Uma iniciativa norte-americana para trazer a paz para a Síria pode até ser uma bênção disfarçada para o presidente russo Vladimir Putin, já que isso lhe permitiria escapar de uma armadilha de sua própria autoria.   Apesar de ter declarado “missão cumprida” em pelo menos três ocasiões, Putin é incapaz de chegar a um acordo político entre as muitas partes interessadas na Síria.

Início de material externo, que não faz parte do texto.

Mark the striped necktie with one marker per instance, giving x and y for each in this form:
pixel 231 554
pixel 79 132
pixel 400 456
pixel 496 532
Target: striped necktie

O dilema de Putin é que ele não está disposto a sustentar o conflito até que Assad controle todo o país (a única versão de “paz” que Assad está disposto a aceitar) e não quer arriscar o colapso do regime.   Nesse sentido, a Rússia é um mestre da Síria (junto com o Irã) e um refém do regime de Assad - aquele que só pode ser libertado pelos EUA.

Para complicar ainda mais a Rússia, assim como o Irã, qualquer retorno econômico da Síria - por meio de contratos para petróleo, suprimentos militares e telecomunicações e controle de minas de fosfato - não pode cobrir os custos de reconstruir o Estado sírio e repatriar milhões de pessoas. refugiados.   Apenas os Estados Unidos e os estados do Golfo (todos os inimigos jurados de Assad) poderiam fazer isso.   Mas não há como financiar a conta estimada entre US $ 100 e US $ 300 biliões sem ter voz no resultado político.

A última vez que um presidente dos EUA proclamou orgulhosamente a “missão cumprida” foi em 2003, quando George W. Bush, apenas seis semanas depois de invadir o Iraque, declarou que as principais operações de combate haviam terminado.   Em vez disso, essas operações duraram mais oito anos e as tropas americanas permanecem no Iraque até hoje.   Trump não deu atenção a essa lição histórica, que sugere que, como Bush, ele não sabe qual é a missão.

Shlomo Ben-Ami

Shlomo Ben-Ami, ex-ministro das Relações Exteriores de Israel, é vice-presidente do Centro Internacional de Paz de Toledo.  Ele é o autor de cicatrizes de guerra, feridas da paz: a tragédia israelense-árabe.